Tout récemment, Pierre Karl Péladeau a eu un coup de foudre pour

une de ses toiles lors d’une soirée caritative. « Ça m’a pris 15 ans

avant de réussir à vivre de mon art. J’avais souvent de la misère à

faire mon épicerie. À Montréal, où je suis demeuré trois ans, il y

a plus d’artistes, plus de galeries et plus de “cochonneries” aussi.

Ce séjour m’a fait mûrir et je suis revenu dans une des plus belles

villes au monde pour sa qualité de vie. »

Si Jean Gaudreau est reconnu aujourd’hui, c’est aussi qu’il a

bénéficié de deux coups de pouce importants : de la part de Guy

Laliberté, du Cirque du Soleil, et de Robert Lepage, qui a intégré de

ses oeuvres dans son Moulin à images. « Par choix », note l’artiste,

ses toiles ne se trouvent dans aucune galerie à Québec. « Québec,

c’est une toute petite ville, et les galeries sont très possessives, au

point où tu ne peux parler à personne », déplore-t-il.

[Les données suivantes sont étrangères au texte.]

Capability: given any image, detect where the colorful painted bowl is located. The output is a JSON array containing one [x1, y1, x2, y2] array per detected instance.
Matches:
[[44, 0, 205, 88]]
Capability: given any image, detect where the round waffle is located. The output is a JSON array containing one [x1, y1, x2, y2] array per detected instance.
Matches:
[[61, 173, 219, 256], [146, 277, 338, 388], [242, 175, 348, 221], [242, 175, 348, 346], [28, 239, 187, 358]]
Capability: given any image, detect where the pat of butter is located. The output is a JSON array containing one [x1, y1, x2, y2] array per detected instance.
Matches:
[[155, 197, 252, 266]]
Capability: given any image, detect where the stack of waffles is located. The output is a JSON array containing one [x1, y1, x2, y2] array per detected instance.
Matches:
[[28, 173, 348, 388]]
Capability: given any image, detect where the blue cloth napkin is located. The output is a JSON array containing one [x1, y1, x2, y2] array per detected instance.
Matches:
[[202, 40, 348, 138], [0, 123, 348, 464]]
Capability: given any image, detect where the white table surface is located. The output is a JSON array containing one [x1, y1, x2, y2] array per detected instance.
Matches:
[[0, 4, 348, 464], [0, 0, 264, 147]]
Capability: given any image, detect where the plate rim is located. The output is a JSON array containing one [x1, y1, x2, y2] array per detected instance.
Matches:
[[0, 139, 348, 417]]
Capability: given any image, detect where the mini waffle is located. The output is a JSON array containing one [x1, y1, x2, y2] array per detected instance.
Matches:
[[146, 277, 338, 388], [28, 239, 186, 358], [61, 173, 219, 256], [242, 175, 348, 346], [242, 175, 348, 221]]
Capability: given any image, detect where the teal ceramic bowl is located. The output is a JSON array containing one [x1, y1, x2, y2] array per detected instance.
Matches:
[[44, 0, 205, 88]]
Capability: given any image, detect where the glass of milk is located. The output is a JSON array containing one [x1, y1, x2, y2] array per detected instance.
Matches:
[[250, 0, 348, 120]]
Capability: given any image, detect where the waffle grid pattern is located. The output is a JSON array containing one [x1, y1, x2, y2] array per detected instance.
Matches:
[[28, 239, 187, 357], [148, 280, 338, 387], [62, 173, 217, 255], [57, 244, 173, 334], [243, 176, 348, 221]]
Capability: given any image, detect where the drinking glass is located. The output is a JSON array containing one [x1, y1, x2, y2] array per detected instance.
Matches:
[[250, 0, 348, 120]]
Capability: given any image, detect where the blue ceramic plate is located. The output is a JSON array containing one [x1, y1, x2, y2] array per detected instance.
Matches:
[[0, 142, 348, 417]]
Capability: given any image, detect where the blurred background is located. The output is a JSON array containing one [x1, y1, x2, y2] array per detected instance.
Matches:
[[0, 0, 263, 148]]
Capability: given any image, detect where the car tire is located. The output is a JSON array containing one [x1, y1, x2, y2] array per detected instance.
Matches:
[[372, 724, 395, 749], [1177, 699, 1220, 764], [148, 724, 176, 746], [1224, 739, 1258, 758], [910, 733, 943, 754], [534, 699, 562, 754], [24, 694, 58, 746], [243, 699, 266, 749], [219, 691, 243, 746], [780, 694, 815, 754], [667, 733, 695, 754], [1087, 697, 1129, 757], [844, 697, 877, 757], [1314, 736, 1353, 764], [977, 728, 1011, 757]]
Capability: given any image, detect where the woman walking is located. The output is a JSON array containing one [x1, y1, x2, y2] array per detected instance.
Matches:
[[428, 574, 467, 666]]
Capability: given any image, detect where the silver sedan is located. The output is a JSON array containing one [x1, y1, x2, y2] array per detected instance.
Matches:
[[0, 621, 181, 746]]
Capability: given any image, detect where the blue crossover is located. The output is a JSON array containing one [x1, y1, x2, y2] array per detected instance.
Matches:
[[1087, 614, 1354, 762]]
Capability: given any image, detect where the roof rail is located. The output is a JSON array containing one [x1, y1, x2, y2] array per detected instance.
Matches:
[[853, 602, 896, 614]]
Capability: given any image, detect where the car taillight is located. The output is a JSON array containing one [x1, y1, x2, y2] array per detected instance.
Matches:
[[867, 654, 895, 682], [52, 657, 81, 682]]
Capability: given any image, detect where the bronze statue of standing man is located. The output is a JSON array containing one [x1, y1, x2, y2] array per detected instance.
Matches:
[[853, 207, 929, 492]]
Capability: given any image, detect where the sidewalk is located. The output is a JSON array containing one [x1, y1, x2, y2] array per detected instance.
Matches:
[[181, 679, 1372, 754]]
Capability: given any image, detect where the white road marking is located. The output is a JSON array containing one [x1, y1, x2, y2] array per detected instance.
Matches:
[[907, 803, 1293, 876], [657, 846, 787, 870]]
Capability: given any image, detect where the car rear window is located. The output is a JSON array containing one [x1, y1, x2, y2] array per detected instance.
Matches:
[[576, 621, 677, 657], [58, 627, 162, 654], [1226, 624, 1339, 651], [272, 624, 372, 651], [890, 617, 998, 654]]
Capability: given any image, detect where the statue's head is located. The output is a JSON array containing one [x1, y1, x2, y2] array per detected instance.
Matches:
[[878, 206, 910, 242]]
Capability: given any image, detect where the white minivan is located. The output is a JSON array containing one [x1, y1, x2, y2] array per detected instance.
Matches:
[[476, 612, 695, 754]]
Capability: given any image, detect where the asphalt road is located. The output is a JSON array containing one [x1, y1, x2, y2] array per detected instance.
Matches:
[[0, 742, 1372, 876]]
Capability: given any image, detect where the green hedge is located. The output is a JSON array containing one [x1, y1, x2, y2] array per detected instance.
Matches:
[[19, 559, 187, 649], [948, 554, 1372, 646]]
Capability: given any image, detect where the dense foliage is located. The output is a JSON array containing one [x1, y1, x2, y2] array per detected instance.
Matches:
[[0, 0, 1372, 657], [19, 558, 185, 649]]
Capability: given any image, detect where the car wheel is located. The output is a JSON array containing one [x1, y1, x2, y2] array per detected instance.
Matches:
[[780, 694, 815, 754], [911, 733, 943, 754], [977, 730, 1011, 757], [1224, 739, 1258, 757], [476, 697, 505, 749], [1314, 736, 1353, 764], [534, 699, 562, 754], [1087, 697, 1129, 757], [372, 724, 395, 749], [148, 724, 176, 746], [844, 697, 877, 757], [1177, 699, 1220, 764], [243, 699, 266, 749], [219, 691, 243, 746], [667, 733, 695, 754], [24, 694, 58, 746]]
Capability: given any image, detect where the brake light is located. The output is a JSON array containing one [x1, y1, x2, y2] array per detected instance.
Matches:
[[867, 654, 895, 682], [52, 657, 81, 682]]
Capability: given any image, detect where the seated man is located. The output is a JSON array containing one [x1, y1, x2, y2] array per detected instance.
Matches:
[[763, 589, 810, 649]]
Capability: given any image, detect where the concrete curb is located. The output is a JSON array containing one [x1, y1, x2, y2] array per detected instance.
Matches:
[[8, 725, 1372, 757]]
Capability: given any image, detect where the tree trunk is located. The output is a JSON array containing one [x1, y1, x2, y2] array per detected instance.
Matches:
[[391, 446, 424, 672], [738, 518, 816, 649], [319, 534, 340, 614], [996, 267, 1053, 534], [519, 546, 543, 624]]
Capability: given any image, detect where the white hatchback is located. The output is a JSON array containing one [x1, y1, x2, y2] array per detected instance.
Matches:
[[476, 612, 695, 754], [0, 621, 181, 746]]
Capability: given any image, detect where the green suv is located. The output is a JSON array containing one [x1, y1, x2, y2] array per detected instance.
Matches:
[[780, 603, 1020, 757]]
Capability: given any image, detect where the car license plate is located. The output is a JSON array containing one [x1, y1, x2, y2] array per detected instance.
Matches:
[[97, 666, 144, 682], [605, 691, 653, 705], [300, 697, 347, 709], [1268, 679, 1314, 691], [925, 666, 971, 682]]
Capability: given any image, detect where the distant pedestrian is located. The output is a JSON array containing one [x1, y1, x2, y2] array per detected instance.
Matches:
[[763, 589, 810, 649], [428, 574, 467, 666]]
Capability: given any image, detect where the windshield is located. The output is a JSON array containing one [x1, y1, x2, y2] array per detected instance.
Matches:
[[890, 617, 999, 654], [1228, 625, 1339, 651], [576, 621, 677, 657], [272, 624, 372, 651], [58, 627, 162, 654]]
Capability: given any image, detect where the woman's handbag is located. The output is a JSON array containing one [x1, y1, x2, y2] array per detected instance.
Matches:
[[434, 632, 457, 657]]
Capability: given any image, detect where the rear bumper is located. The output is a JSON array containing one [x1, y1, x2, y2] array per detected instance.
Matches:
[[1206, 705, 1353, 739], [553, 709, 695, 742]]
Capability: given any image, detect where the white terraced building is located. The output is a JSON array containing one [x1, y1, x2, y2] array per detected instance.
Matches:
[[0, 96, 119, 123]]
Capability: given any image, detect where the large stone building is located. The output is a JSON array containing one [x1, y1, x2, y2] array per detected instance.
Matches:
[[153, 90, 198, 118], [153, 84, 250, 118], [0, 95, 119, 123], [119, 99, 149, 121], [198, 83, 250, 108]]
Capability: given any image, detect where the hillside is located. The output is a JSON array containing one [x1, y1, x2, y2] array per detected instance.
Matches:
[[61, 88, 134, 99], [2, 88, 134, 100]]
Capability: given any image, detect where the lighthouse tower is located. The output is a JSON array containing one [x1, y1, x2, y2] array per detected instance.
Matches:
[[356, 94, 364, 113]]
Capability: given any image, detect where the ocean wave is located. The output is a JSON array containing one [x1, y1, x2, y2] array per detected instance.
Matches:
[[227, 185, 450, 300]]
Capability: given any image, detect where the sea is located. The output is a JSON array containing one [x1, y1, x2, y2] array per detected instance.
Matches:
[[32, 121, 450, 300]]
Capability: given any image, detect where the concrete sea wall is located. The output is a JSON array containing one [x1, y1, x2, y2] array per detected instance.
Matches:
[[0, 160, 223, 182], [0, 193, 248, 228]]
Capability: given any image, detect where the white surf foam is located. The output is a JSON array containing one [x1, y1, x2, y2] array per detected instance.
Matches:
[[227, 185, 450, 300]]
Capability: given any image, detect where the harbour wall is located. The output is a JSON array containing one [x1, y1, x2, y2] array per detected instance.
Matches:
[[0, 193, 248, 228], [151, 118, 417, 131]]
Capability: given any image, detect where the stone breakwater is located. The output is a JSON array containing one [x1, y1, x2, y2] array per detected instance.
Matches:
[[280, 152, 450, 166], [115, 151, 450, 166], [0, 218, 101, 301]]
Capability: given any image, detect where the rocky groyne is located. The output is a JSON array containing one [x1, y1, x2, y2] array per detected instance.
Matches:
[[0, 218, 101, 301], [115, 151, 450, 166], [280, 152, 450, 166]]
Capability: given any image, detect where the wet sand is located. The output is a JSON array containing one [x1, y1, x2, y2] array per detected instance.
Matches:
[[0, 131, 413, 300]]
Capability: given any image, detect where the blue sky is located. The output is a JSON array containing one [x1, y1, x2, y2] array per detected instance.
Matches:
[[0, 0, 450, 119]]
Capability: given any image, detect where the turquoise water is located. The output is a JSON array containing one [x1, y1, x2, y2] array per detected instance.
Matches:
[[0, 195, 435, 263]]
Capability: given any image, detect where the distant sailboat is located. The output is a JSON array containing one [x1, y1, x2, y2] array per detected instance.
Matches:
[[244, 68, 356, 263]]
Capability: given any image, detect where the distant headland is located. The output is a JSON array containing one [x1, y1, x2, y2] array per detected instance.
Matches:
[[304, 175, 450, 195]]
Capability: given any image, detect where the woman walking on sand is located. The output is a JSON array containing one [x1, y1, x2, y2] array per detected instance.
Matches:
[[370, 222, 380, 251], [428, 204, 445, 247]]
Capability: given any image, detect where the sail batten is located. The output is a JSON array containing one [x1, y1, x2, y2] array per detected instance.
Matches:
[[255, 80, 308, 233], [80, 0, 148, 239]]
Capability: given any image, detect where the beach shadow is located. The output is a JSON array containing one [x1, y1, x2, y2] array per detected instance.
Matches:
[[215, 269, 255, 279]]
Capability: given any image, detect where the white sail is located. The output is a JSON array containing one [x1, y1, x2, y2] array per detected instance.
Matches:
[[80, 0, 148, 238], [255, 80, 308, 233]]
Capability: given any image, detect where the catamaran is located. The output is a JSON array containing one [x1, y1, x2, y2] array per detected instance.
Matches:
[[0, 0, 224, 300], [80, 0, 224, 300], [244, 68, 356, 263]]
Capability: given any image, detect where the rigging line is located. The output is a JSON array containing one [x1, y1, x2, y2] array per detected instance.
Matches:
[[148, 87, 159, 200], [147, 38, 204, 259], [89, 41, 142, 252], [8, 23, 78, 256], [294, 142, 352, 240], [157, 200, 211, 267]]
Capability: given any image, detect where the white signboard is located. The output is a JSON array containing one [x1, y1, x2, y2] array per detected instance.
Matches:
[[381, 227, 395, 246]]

Jean Gaudreau est enthousiasmé par la volonté de la Ville de Québec

de combiner le privé et le public dans les nouvelles constructions, et

de miser sur l’art comme l’a fait la Ville de Chicago.

UN CLUB DES COLLECTIONNEURS

EN ARTS VISUELS À QUÉBEC

L’avocat Marc Bellemare est un avide amateur d’art et a fondé le

Club des collectionneurs en arts visuels de Québec en 2004, club

qui regroupe plus de 175 membres. Son conseil avant d’acheter

une toile ? « Se débarrasser de l’approbation des autres, ce que

j’appelle “l’oeil du beau-frère”. Être capable de se défendre par

rapport à ce que l’on aime. »


Cela dit, il est important, selon lui, lorsqu’on achète une oeuvre,

d’avoir la certitude de pouvoir la négocier au juste prix. Un

collectionneur pourra ainsi faire « rouler » ses toiles. « Tous

les artistes font de bons et de mauvais tableaux. Il ne faut

pas acheter pour faire de l’argent et, surtout, trouver un prix

raisonnable. Un bon artiste, une bonne période, au bon prix »,

résume-t-il.

Le Club des collectionneurs organise des activités pour faire

connaître des artistes et a réuni 300 personnes, par exemple,

pour parler de Claude Tousignant, associé au groupe des

Plasticiens, qui s’est fait connaître dans les années 1960.

Marc Bellemare constate que le marché est plus lent à Québec

qu’à Montréal, où il existe depuis longtemps de grands

collectionneurs d’arts visuels. Au passage, il déplore que de

grands peintres comme Fernand Leduc, Marc-Aurèle Fortin et

Guido Molinari soient moins connus que bien des vedettes du

petit écran. « Ils n’ont pas leur face dans la section des arts tous

les jours », fait-il remarquer avec une pointe d’ironie.